“Glebs Film“ porträtiert einen weißrussischen Friseur im Nordwesten von Ottensen. Das filmische Kleinod ist heute auf Arte zu sehen.

Hamburg. Gute Geschichten findet man meist dort, wo man es am wenigsten erwartet. Das mag eine Binsenweisheit sein. Doch der Schauplatz der wunderbaren Dokumentation "Glebs Film" von Christian Hornung - ein kleiner Friseursalon - liegt nun einmal in einer Gegend, die durch ihre Normalität, ja durch ihre Langeweile besticht. Das Quarree zwischen Behringstraße, Hohenzollernring, Friedensallee und Griegstraße im Nordwesten von Ottensen wird beherrscht von drögen Mietskasernen aus rotem Backstein. Der angesagte Teil Ottensens, in dem die Mieten längst das Niveau von Eppendorf und Winterhude erreicht haben und wo schicke junge Menschen im Straßencafé Latte macchiato schlürfen, ist zwar nur ein paar Hundert Meter entfernt - und doch ganz weit weg.
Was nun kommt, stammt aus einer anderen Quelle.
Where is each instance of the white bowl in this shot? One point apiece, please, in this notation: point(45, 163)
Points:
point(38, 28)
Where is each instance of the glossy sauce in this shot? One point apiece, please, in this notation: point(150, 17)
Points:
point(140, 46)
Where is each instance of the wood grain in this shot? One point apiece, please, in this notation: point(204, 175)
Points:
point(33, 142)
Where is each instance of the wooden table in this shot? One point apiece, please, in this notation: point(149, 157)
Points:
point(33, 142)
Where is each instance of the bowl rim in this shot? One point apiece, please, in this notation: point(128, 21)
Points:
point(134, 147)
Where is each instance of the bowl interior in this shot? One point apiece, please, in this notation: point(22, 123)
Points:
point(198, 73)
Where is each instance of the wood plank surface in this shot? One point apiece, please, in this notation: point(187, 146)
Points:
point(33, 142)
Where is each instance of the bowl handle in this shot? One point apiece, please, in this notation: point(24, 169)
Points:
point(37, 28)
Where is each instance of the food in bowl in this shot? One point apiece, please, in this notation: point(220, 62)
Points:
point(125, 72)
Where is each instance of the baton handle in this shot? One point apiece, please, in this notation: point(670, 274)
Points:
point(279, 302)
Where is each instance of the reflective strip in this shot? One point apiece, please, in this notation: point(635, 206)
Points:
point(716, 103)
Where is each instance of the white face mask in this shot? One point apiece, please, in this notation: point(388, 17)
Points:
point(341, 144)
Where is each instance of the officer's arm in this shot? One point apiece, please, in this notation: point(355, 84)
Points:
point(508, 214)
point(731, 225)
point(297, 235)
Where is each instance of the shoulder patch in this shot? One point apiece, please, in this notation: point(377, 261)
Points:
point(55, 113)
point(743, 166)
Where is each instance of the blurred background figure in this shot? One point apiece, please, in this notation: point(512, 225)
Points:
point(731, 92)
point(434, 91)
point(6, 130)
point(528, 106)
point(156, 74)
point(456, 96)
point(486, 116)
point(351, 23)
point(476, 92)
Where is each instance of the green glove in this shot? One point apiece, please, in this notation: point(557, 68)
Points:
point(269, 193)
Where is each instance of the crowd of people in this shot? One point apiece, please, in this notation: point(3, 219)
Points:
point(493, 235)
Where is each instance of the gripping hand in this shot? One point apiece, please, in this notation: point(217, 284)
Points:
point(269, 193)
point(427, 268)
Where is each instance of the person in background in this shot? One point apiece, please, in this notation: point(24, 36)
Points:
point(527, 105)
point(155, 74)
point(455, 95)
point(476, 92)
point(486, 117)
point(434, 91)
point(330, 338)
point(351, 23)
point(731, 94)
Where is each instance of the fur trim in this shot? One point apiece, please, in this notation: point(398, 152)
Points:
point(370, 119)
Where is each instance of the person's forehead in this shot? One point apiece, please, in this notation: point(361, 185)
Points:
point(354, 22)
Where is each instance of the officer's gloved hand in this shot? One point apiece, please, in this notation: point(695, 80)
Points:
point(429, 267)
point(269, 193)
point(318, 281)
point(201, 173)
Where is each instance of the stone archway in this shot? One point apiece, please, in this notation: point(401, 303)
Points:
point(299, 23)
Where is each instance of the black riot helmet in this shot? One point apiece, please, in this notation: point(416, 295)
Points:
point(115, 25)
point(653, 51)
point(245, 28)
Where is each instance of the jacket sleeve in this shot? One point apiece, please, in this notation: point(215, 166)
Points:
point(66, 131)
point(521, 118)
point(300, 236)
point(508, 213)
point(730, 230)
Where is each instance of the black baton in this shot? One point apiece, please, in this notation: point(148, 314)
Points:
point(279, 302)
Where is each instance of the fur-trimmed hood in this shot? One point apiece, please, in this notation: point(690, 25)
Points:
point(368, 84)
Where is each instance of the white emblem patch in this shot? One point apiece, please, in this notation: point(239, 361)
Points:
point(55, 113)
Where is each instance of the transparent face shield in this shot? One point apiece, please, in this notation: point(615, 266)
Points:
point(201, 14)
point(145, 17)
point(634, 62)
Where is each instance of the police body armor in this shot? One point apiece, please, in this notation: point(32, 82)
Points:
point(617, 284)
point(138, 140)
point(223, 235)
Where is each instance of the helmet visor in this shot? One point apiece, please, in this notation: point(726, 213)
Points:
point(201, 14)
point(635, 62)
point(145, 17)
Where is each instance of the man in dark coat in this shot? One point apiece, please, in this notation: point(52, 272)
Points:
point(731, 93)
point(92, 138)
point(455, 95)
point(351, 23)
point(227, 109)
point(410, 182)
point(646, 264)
Hier oben, hart an der Grenze zu Bahrenfeld leben vor allem ältere Leute. Geschäfte gibt es kaum. Als Regisseur Hornung das erste Mal den Friseursalon besuchen wollte, dessen betagte Kundschaft schon mal mit dem Rollator vorfährt, glaubte er zunächst, "in der falschen Straße zu sein, keine Läden weit und breit". Schließlich entdeckte er doch den Salon, der so etwas wie das kommunikative Zentrum des Viertels ist. Das liegt vor allem an dem Friseur Gleb Lenz, einem Weißrussen, der vor gut 20 Jahren nach Hamburg kam, um hier sein Glück zu suchen. Hornung bemerkte sofort, dass dieser Gleb ein begnadeter Erzähler ist.

+++ Neuigkeiten aus einem Altonaer Friseursalon +++

Ursprünglich wollte der Absolvent der Hamburger Hochschule für bildende Künste eine Dokumentation über Menschen machen, die beruflich nichts mit der Filmbranche zu tun haben, sich aber dennoch Drehbücher und Filme ausdenken. Um solche Leute zu finden, hatte er in Stadtteilblättern Anzeigen geschaltet. Gleb hatte auf eine dieser Annoncen geantwortet.

Hornungs Plan war es, drei bis vier dieser Filmamateure vorzustellen. Doch als er den Friseur Gleb Lenz traf, wusste er augenblicklich, dass es in seinem Feature nur um "Glebs Film" gehen konnte. So lautet denn auch der Titel der Dokumentation.

Gleb hat sich zu seinem Film ein paar schriftliche Notizen gemacht. Vor allem existiert er aber in seinem Kopf. Das Publikum dieses Kopfkinos sind die Kunden des Friseurs, denen er die Handlung seines Films immer wieder erzählt. Es geht dabei um drei Personen: Den ehemaligen Polizisten Florian hat ein Einsatz in Afghanistan, wo er einheimische Polizeikräfte ausbilden sollte, ebenso aus der Bahn geworfen wie der Tod seiner Mutter, bei der er - obwohl bereits 48 Jahre alt - bis zuletzt gelebt hat. Nun sitzt er in abgerissener Kleidung auf der Straße, konkret vor einem Supermarkt in der Friedensallee. Einsam ist auch die stark übergewichtige Claudia, die ebenfalls ihre Eltern verloren hat. Und dann ist da noch der Friseur Gottlieb, dessen Kundin Claudia ist. Er hat es sich zum Ziel gesetzt, die beiden unglücklichen Menschen zusammenzubringen.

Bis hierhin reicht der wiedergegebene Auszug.